Amazon złożył pozew przeciwko podejrzanym oszustom o zwrot pieniędzy, a straty szacuje się na setki tysięcy dolarów. Inne pozwy sądowe ujawniają różne sposoby, w jakie oszuści nadużywają systemów zwrotów.
Jedna godna uwagi historia pochodzi z sieci informacyjnej CNBC. Szczegółowo opisuje przypadek pracownika Amazona, który zarobił 3500 dolarów za oznaczanie zwróconych zamówień klientów jako zwróconych w wewnętrznym systemie firmy, mimo że paczki nigdy nie zostały zwrócone do firmy.
Grupy oszustów działają jako zorganizowane przedsiębiorstwa oferujące usługi zwrotu pieniędzy poprzez fałszywe powiadomienia. Częste roszczenia dotyczą tego, że paczka nigdy nie dotarła lub że klient otrzymał puste opakowanie.

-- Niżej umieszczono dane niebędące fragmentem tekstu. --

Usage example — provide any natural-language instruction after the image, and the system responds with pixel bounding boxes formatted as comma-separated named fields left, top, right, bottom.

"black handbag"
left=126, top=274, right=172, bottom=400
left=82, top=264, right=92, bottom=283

„Oszustwa związane ze zwrotem pieniędzy, w których klient oszukańczo nakłania sprzedawcę do zwrócenia pieniędzy za zakup bez fizycznego zwrotu towarów, stały się tak powszechne, że grupy sprzedają teraz swoje usługi na Reddit, TikTok i Telegram. Wpisanie „metoda zwrotu” lub „r3fund” na TikTok, aby ominąć moderatorów treści, powoduje wyświetlenie filmów, na których użytkownicy chwalą się stosami gotówki, butami sportowymi i iPhone’ami” – czytamy w raporcie.
Rośnie liczba kradzieży i oszustw
Straty Amazona sięgają setek tysięcy dolarów. Firma złożyła już pozew przeciwko osobom podejrzanym o oszustwa związane ze zwrotami.
Sprzedawcy detaliczni stracili w zeszłym roku ponad 101 miliardów dolarów w wyniku oszustw związanych ze zwrotami pieniędzy, wynika z ankiety przeprowadzonej przez National Retail Federation i Appriss Retail.
Umieszczanie w reklamie oszustw, kłamstw i fałszu
Problemem są nie tylko oszustwa związane ze zwrotami, ale także rozprzestrzenianie się fałszywych zamówień. Według niedawnego badania przeprowadzonego przez OECD we współpracy z Urzędem Unii Europejskiej ds. Własności Intelektualnej (EUIPO) handel podrabianymi towarami może mieć fatalne konsekwencje, zwłaszcza dla małych i średnich przedsiębiorstw.
Na Facebooku, TikToku, Discordzie i Reddicie fala influencerów z mediów społecznościowych zarabia na promowaniu nielegalnych podróbek importowanych z Chin. Podróbki są często sprzedawane przez dzieci, to żadna tajemnica.
Zwroty to duże straty dla e-sklepów. Stanowią one niefortunne połączenie obciążenia środowiskowego i ekonomicznego. Niektóre kraje planują ograniczyć powroty.